Evviv a il gran Diavolo!

             Съ парами виннаго тумана
             Пальба, раздоры, смѣхъ и гулъ
             Шумнѣй становятся. Подъ Фано
             Царятъ безумье и разгулъ:
             Среди чинаръ и кипарисовъ
             Расположивъ веселый станъ,
             Пируетъ герцогъ Іоаннъ,
             Отважнѣйшій изъ Медичисовъ,
             По прозвищу "Высокій Чортъ".
             Пируетъ съ нимъ его дружина,
             Горятъ костры, въ ихъ блескѣ вина
             Пылаютъ. Ужасъ распростертъ
             Въ окрестныхъ селахъ. Сбереженья
             Крестьянокъ мирныхъ безъ зазрѣнья
             Хватаютъ, рвутъ толпы воровъ,--
             Кто гонитъ къ лагерю коровъ,
             Кто пикой ловитъ куръ и утокъ,
             Кто денегъ ищетъ, кто вина...
             Проклятья... скрежетъ... Но дана
             Самимъ вождемъ на трое сутокъ
             Войскамъ свобода,-- и кипитъ
             Восторгъ безумный разрушенья,
             И самъ на это безъ смущенья
             Взираетъ царственный бандитъ.
             И то... пируй!
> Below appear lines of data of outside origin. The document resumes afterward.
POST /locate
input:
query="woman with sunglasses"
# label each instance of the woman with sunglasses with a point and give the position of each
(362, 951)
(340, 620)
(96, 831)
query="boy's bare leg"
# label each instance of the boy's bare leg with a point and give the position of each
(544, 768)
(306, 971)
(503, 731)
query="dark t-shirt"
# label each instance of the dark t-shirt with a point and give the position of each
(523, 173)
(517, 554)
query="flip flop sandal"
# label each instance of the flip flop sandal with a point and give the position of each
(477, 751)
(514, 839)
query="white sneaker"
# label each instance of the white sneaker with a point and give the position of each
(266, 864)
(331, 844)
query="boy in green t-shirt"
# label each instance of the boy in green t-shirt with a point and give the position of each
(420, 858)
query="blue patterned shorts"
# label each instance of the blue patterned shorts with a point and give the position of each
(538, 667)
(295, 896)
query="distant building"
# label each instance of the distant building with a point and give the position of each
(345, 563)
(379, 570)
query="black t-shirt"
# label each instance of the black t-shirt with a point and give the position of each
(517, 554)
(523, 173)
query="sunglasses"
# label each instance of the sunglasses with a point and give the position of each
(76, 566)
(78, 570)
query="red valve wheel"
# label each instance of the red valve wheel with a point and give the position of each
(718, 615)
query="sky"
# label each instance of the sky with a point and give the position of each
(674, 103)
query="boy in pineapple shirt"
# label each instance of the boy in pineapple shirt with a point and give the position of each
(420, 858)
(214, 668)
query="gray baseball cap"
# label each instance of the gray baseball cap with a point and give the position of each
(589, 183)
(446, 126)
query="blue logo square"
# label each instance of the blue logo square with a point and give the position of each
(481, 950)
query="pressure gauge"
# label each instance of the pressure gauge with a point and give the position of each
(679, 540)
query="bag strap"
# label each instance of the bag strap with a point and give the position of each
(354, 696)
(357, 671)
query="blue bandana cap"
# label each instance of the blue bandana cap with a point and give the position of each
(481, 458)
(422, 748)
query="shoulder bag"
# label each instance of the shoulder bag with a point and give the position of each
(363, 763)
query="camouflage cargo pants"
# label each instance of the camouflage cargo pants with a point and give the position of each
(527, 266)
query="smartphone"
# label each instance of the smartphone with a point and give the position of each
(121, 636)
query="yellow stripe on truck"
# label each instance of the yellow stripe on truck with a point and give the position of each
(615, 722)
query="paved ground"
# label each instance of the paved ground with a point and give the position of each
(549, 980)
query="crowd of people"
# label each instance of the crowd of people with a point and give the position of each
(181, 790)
Увидишь скоро
             И ты конецъ, падешь и ты,
             Франциска лучшая опора,
             Вѣнецъ воинственной мечты.
             Твои позорные солдаты
             Литавры чернымъ обовьютъ
             И шлемы закоптятъ и латы,
             И зорю надъ тобой пробьютъ,
             Копье воткнувши въ знакъ печали
             Въ сырую землю предъ тобой,
             Одинъ изъ тысячи едва ли
             Не освятитъ тебя слезой,
             И, отлетая къ выси горней,
             Для нихъ -- утрата изъ утратъ,
             Оплаканъ будешь ты упорнѣй
             Чѣмъ Брутъ и праведный Сократъ.

* * *

             Пируй, минуты не теряя,
             Пируй, пока еще живой,
             Довольный славой негодяя,
             Ты не окончилъ какъ герой;
             Пируй,-- до слуха властелина
             Проклятья вдовъ не долетятъ,
             И лесть и дружба Аретина
             Тебя безсмертятъ и клеймятъ;
             Пируй, но къ пиру роковому,
             Прошу я, гостя допусти
             И будь къ скитальцу молодому
             Ты ласковъ,-- у тебя въ чести
             Сыны свободные искусства,
             А мой Сандэлло изнемогъ.
             Erg любилъ когда-то Богъ
             И вдохновлялъ святое чувство,
             Но онъ былъ женщиной плѣненъ
             И предпочелъ ее святынѣ,
             И Богъ отвергъ его, а онъ...
             Отвергъ онъ женщину, и нынѣ
             Разбивши бренный свой кумиръ,
             Онъ такъ безпомощенъ и сиръ
             Что ищетъ онъ душой безумной
             Тревогъ, забвенья и борьбы,
             Прими жь его въ свой лагерь шумный
             "Да сбудутся его судьбы".
   

II.

I principi, tributati dai popoli,
il servo loro tributani.
(Надпись на медали выбитой въ честь Аретина).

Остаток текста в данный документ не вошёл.